4.2’deki Koroner Arter Hastalığı listesine trombolitikler eklenmeli. 4.4’teki Periferik ve Serebral (Serebrovasküler) Damar Hastalıkları listesine trombolitikler eklenmeli,
Ek 2/B listesinin 27 nci sırasında yer alan Trombolitik ilaçların kullanımı, yıllardır Batı toplumu ve Amerika’da beyin damar tıkanmasının acil tedavisinde yer almış olduğu gibi nöroloji uzmanlarına da açık olmalıdır.
Aynı maddeye glikoprotein IIb/IIIa antagonistleri de eklenmelidir.

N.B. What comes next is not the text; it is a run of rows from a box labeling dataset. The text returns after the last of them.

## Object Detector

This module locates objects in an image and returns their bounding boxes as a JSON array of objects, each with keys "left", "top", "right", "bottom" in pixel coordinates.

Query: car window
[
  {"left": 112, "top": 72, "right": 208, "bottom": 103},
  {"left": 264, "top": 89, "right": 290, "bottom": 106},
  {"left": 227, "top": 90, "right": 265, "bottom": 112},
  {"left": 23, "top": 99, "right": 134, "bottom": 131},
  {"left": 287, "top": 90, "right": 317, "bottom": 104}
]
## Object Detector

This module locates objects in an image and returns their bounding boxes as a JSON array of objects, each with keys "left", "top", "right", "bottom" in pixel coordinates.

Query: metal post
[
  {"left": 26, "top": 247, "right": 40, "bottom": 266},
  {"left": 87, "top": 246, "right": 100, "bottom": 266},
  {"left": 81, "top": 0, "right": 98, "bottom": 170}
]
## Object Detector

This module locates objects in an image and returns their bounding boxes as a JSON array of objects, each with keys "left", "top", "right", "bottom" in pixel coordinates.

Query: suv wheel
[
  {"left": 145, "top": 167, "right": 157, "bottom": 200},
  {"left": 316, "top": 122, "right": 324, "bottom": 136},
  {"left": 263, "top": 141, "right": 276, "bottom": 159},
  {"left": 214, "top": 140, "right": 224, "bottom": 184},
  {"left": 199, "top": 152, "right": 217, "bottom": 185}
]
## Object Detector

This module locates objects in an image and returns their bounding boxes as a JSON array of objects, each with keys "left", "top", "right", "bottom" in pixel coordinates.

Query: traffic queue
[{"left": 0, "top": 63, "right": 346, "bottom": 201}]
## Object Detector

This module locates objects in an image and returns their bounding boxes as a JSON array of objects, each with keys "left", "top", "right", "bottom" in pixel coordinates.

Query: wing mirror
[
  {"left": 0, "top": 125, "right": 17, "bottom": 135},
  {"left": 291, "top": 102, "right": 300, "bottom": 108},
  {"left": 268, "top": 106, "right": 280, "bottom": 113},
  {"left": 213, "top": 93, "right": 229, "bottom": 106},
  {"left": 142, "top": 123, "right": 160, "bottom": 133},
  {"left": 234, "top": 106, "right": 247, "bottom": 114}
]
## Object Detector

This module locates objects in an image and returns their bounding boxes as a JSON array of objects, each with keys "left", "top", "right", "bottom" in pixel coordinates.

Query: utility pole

Sağlık Kurulu raporu ile olmak üzere E+C vitamini kompleksi antioksidan etkileri nedeniyle ve B1+B6 vitamini kompleksi Antepileptiklerle birlikte kullanılma zorunlulukları nedeniyle yazılabilecek esneklikte olmalı,
EK-8’in 2021 sıra nosunda yer alan miyelografi incelemesi, 8.3 Radiyolojik Görüntüleme ve Tedavi grubu’nda B. Kontrastlı tetkikler arasında yer almalı,
EK-8’deki G. Renkli Doppler İncelemelerinin 3760’ nci sıradaki “Transkranial veya transfontanel” ismi ile geçen Transkranial Renkli Doppler-TCD incelemesine alt kod numaraları verilerek “Ön sistem akım hızları, Arka sistem akım hızları, Emboli incelemesi, Ortostatik hipotansiyon araştırması, Reaktivite testleri, Bubbles testi” gibi her bir test ayrı ayrı ekelenip ücretlendirilmeli,
Ayrıca aynı listeye ayrı bir sıra numarası halinde “Transkranial Dupplex Doppler-TCDD” eklenmeli.